Video Thumbnail for Lesson
3.2: Jobs and Triggers

Jobs, dependencies, and triggers

With the basics of workflow structure in place, the next step is coordinating work across multiple jobs and understanding when a workflow should run in the first place.

Coordinating multiple jobs

Workflows may contain multiple jobs. By default they run in parallel as soon as their triggering event occurs. Use needs: to create explicit dependencies and form a directed acyclic graph (DAG). The 03-core-features--03-workflows-jobs-steps.yaml workflow prints out how this coordination behaves:

jobs:
  job-1:
    runs-on: ubuntu-24.04
    steps:
      - run: echo "A job consists of"
      - run: echo "one or more steps"
      - run: echo "which run sequentially"
      - run: echo "within the same compute environment"
  job-2:
    runs-on: ubuntu-24.04
    steps:
      - run: echo "Multiple jobs can run in parallel"
  job-3:
    runs-on: ubuntu-24.04
    needs:
      - job-1
      - job-2
    steps:
      - run: echo "They can also depend on one another..."
  job-4:
    runs-on: ubuntu-24.04
    needs:
      - job-2
      - job-3
    steps:
      - run: echo "...to form a directed acyclic graph (DAG)"

Use this pattern to gate deployments on successful builds, collect artifacts from test jobs, or otherwise coordinate work across multiple environments.

GitHub Action Workflow forming a DAG

Controlling when workflows run

Events determine when a workflow runs. GitHub Actions supports dozens of events, but the most common are push, pull_request, workflow_dispatch, and schedule.
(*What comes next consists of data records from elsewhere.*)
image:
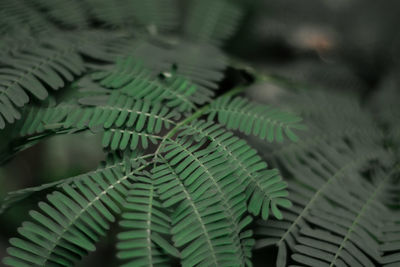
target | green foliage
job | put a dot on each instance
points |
(339, 215)
(182, 180)
(180, 185)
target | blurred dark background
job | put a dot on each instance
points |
(348, 45)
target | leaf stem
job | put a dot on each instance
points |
(201, 112)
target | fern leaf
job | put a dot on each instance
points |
(132, 79)
(121, 139)
(112, 163)
(71, 222)
(47, 65)
(248, 118)
(264, 188)
(145, 225)
(203, 179)
(316, 182)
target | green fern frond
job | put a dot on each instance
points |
(249, 118)
(49, 64)
(202, 233)
(130, 78)
(264, 188)
(145, 226)
(341, 234)
(112, 163)
(316, 183)
(69, 225)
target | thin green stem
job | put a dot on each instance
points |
(200, 112)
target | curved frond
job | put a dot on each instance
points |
(132, 79)
(112, 163)
(265, 189)
(32, 70)
(71, 222)
(206, 234)
(145, 228)
(341, 234)
(259, 120)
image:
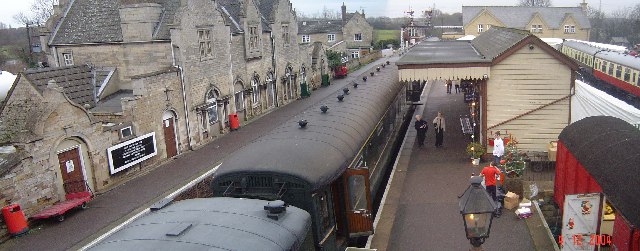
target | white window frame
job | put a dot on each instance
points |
(255, 92)
(357, 37)
(306, 39)
(355, 54)
(331, 38)
(205, 44)
(68, 58)
(254, 38)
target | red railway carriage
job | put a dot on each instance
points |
(600, 155)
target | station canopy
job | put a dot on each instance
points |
(461, 59)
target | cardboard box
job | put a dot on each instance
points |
(511, 200)
(552, 150)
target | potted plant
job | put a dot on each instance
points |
(475, 150)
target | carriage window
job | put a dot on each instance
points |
(357, 193)
(619, 71)
(627, 75)
(611, 69)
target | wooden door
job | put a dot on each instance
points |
(170, 137)
(358, 202)
(71, 170)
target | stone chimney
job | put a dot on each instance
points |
(138, 19)
(584, 5)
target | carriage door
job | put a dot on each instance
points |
(358, 202)
(71, 170)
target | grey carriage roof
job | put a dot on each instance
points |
(320, 152)
(98, 21)
(519, 17)
(76, 81)
(216, 224)
(616, 171)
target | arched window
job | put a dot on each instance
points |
(212, 106)
(255, 91)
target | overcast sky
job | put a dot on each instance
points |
(390, 8)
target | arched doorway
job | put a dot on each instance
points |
(72, 158)
(271, 90)
(238, 95)
(288, 74)
(170, 135)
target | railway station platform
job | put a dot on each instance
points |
(420, 208)
(114, 207)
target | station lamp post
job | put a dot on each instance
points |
(477, 208)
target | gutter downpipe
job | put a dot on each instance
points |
(184, 97)
(275, 70)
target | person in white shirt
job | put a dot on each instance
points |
(498, 148)
(439, 125)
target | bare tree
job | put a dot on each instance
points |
(41, 10)
(535, 3)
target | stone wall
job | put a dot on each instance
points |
(129, 59)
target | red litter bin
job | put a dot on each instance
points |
(14, 218)
(234, 123)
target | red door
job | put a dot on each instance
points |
(358, 202)
(71, 170)
(170, 137)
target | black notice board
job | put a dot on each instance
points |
(131, 152)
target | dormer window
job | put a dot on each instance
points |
(536, 28)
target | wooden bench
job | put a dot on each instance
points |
(466, 125)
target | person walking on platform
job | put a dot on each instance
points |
(439, 125)
(421, 127)
(498, 148)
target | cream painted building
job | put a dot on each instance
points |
(519, 84)
(543, 22)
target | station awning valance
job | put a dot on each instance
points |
(445, 73)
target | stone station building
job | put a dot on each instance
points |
(134, 83)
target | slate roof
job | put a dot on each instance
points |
(98, 21)
(607, 148)
(497, 40)
(319, 26)
(77, 82)
(519, 17)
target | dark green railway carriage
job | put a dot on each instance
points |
(331, 167)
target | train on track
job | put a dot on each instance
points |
(329, 162)
(616, 68)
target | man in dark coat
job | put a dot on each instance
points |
(421, 127)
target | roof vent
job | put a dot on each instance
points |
(275, 208)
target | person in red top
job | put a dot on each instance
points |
(489, 173)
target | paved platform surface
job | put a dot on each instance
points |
(420, 211)
(112, 208)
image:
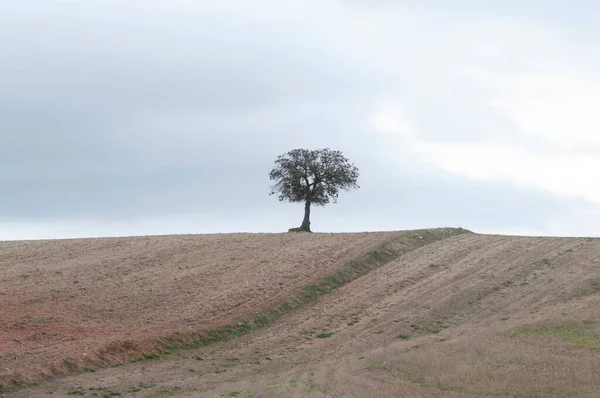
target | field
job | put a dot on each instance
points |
(433, 313)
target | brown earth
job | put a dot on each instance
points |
(73, 299)
(465, 316)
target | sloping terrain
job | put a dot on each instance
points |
(465, 316)
(70, 304)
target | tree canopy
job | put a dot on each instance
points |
(313, 177)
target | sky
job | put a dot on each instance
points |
(123, 117)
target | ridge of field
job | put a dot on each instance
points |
(72, 305)
(468, 316)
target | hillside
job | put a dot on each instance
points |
(447, 314)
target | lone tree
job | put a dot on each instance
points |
(313, 177)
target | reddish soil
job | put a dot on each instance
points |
(75, 298)
(466, 316)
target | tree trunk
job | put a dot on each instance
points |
(306, 222)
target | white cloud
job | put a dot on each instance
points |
(568, 175)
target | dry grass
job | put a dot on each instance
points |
(478, 315)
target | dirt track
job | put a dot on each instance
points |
(468, 316)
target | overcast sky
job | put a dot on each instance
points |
(122, 117)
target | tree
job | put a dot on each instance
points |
(313, 177)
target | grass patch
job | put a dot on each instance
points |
(147, 357)
(389, 250)
(324, 335)
(578, 334)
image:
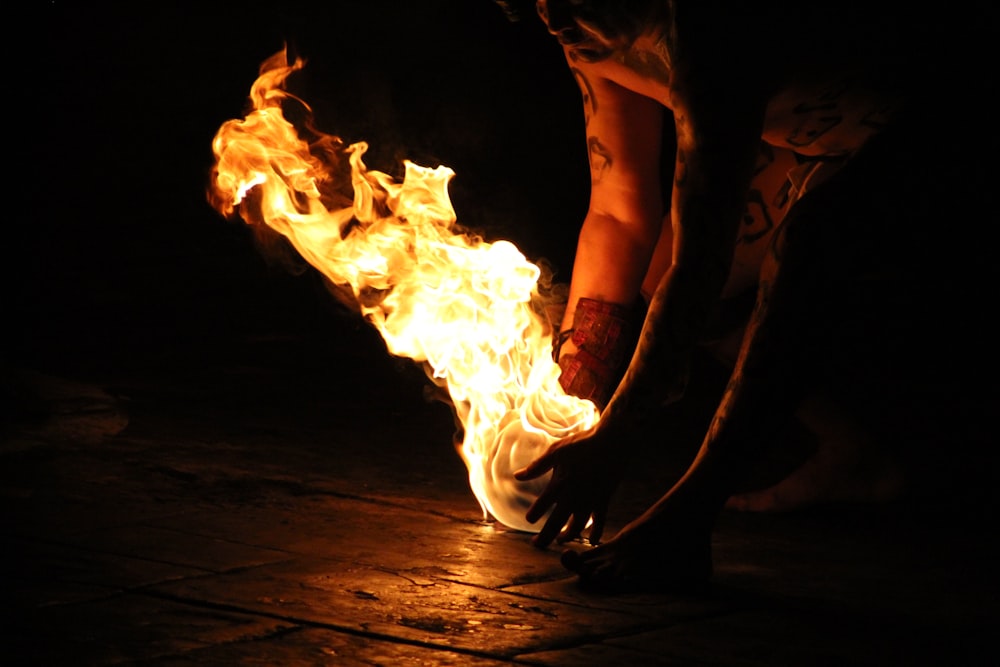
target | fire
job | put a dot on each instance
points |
(468, 310)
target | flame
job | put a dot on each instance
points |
(466, 309)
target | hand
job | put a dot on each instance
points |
(585, 471)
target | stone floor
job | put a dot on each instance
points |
(243, 509)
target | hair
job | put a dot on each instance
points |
(594, 30)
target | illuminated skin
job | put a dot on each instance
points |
(685, 259)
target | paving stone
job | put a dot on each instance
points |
(414, 607)
(310, 646)
(125, 628)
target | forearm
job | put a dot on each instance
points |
(611, 260)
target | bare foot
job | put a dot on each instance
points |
(847, 466)
(652, 554)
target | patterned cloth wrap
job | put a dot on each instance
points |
(605, 336)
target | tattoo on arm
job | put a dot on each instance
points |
(587, 91)
(680, 170)
(601, 158)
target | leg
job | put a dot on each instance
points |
(669, 546)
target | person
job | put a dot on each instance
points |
(734, 148)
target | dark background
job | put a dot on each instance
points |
(117, 265)
(118, 272)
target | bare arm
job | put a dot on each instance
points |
(624, 216)
(717, 146)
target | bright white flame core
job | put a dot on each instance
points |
(465, 308)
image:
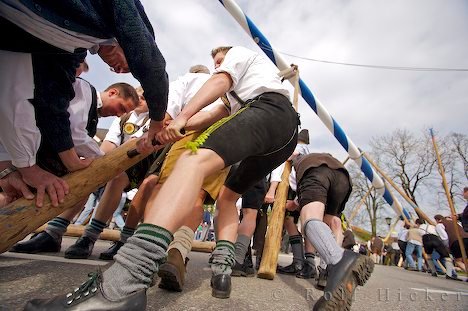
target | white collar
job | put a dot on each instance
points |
(99, 100)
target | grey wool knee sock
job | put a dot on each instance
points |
(57, 227)
(94, 229)
(137, 261)
(242, 245)
(321, 237)
(310, 257)
(222, 258)
(297, 246)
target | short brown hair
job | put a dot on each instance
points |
(126, 91)
(199, 69)
(223, 49)
(438, 217)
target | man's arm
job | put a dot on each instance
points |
(54, 75)
(147, 64)
(203, 119)
(213, 89)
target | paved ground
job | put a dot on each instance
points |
(23, 277)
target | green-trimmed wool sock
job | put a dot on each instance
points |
(94, 229)
(57, 227)
(310, 257)
(222, 258)
(126, 233)
(137, 261)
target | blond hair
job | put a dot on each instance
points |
(223, 49)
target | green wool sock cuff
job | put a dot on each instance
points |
(227, 244)
(154, 234)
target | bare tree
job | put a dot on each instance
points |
(373, 204)
(407, 159)
(453, 150)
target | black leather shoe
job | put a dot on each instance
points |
(221, 286)
(308, 271)
(243, 270)
(89, 296)
(111, 252)
(82, 249)
(343, 277)
(291, 269)
(40, 242)
(172, 272)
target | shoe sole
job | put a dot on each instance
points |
(170, 278)
(363, 269)
(106, 257)
(237, 273)
(71, 256)
(341, 298)
(220, 294)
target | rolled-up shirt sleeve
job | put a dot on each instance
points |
(19, 136)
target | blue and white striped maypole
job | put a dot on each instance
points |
(246, 23)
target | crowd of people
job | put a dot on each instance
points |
(222, 135)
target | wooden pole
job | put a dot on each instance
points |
(418, 211)
(273, 237)
(449, 199)
(22, 217)
(389, 234)
(358, 207)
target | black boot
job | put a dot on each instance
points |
(308, 271)
(40, 242)
(293, 268)
(172, 272)
(112, 251)
(82, 249)
(89, 296)
(321, 278)
(221, 286)
(343, 277)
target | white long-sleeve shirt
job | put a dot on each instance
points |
(19, 135)
(22, 141)
(251, 75)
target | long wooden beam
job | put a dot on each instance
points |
(273, 237)
(22, 217)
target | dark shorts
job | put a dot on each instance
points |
(326, 185)
(137, 173)
(261, 137)
(432, 242)
(255, 196)
(455, 248)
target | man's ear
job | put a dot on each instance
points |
(112, 92)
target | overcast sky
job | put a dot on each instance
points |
(365, 102)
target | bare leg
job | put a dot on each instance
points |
(138, 204)
(335, 225)
(178, 195)
(111, 197)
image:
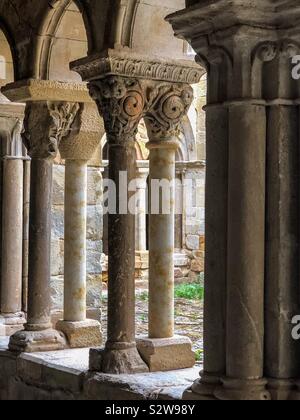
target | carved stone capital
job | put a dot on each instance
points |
(124, 62)
(45, 125)
(121, 103)
(85, 137)
(168, 104)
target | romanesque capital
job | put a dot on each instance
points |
(122, 61)
(246, 46)
(128, 86)
(11, 126)
(54, 111)
(167, 105)
(45, 125)
(84, 138)
(121, 103)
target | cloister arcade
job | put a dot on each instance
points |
(91, 89)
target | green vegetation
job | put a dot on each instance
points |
(192, 291)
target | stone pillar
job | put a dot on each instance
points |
(250, 76)
(121, 83)
(245, 254)
(140, 231)
(121, 104)
(11, 315)
(141, 252)
(282, 364)
(162, 350)
(77, 149)
(47, 121)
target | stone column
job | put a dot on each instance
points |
(121, 104)
(121, 83)
(141, 252)
(11, 315)
(140, 235)
(47, 122)
(245, 254)
(77, 149)
(250, 75)
(162, 350)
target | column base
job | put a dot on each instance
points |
(243, 390)
(81, 334)
(294, 394)
(37, 341)
(11, 323)
(203, 388)
(122, 361)
(281, 389)
(165, 354)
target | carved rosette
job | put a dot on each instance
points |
(168, 104)
(121, 103)
(45, 125)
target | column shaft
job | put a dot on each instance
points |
(75, 240)
(26, 209)
(246, 252)
(140, 237)
(12, 237)
(121, 254)
(215, 250)
(282, 289)
(39, 301)
(161, 244)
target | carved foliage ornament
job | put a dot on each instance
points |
(46, 124)
(168, 104)
(121, 104)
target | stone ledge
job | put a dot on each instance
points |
(166, 354)
(62, 375)
(81, 334)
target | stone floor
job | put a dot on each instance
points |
(34, 376)
(188, 319)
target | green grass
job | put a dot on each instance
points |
(192, 291)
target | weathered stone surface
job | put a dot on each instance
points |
(117, 361)
(58, 185)
(192, 242)
(166, 354)
(94, 255)
(37, 341)
(81, 334)
(94, 222)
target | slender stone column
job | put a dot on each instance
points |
(140, 236)
(122, 84)
(11, 315)
(47, 122)
(246, 236)
(216, 204)
(26, 209)
(77, 149)
(162, 350)
(281, 360)
(121, 104)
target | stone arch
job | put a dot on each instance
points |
(68, 43)
(7, 62)
(48, 29)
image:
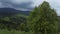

You can filter each event so that it only fires for the branches, tags, or file paths that matter.

The 03-core-features--04-triggers-and-filters.yaml example demonstrates practical filters:

on:
  push:
    branches:
      - "example-branch/*"

  pull_request:
    paths:
      - "03-core-features/filters/*.md"
      - "!03-core-features/filters/*.txt"

  schedule:
    - cron: "0 0 * * *" # Midnight UTC

  workflow_dispatch:
  • Branch and tag filters let you restrict execution to feature branches, release branches, or semantic tags.
  • Path filters are incredibly useful for monorepos because they allow you to skip expensive jobs when unrelated files change.
  • Scheduled workflows use cron schedule expressions and run even if no commits land that day.
  • Manual dispatch gives you a “Run workflow” button in the UI for ad-hoc builds, emergency fixes, or demos.

To debug why a workflow fired, inspect the event payload saved at $GITHUB_EVENT_PATH. The sample workflow finishes by cat-ing this file so you can see the exact JSON GitHub sent to the runner.